Digitization expands JJC library’s recent transcription of the interviews

Fifty-five audio recordings that provide firsthand accounts of life in Joliet in the early 20th century are now digitized.

Robert Sterling created the recordings in the 1970s as part of an oral history project. At the time, Sterling was a Joliet Junior College history professor. Sterling’s intention was to “preserve the memories of Joliet-area residents as a reference for future generations,” according to a news release from JJC.

“These digitized interviews provide a glimpse of this area’s past, not from the viewpoint of mayors and other leaders, but from the perspective of ordinary people whose voices and views are seldom included in the historical record,” Sterling said in the release.

The Joliet Junior College Library and Joliet Area Historical Museum collaborated to digitize more than 3,300 minutes of audio cassette reels.

“Listeners will hear about the hardships faced by individuals and families and also a broader perspective on the Great Depression and the world wars,” Amy Chellino, archive specialist with the JJC library, said in the release.

The reels had been stored at the museum. Steven Wright, museum curator, safely transported the reels to nonprofit Experimental Sound Studio in Chicago, where they were transferred to .wav files, according to the release.

Wright said in the release that several of the reels were “extremely fragile,” so their digitization required extra care and time. He encouraged people with “this type of extinct technology” to digitize it as quickly as possible.

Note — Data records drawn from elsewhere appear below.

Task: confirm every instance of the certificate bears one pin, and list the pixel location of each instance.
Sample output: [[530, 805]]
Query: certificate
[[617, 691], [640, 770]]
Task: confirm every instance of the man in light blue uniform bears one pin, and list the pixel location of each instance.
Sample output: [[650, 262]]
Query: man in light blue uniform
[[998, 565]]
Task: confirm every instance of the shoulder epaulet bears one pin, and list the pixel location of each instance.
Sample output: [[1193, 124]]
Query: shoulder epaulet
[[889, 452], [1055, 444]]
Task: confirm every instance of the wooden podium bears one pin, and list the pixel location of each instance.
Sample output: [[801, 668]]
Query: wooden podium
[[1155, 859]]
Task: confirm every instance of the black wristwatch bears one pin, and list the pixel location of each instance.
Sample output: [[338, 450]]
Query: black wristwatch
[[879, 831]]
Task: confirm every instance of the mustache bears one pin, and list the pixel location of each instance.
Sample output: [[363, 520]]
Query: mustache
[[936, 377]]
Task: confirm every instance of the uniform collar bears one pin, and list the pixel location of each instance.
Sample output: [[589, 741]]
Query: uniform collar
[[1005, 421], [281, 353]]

“Had it not been done, who knows if we would have been able to save the entire interview,” Wright said in the release.

Greg Peerbolte, the museum’s executive director, said in the release that several recordings included accounts of the 1918 influenza pandemic. Digitizing these interviews during the COVID-19 pandemic “seemed to underwrite the importance of preserving this history” especially since “memories are irreplaceable,” Peerbolte said.

“While we can easily find static information from resources such as directories and newspapers,” Peerbolte said in the release, “the recollections and reactions of individuals who lived through historic events are rare and are a priceless gift to the community.”

The digitization process took about one month, and the then audio was uploaded to the website internet archive, the release said.

In the release, Sterling expressed hopes that “future generations will gain an appreciation and understanding of this area’s history as recalled and recorded by ordinary people in the Joliet region.”

Chellino agreed.

“The interactions are timeless conversations between generations and are reminders of the ephemeral moments we have in our lifetimes,” Chellino said in the release.

The JJC Foundation funded the project through the James P. and Mary Clare Sczepaniak Memorial Fund, which is designated for history purposes. The digitization expands on the JJC library’s recent transcription of the interviews, the release said.

To view the collection, go to archive.org/details/jolietjuniorcollegeoralhistories.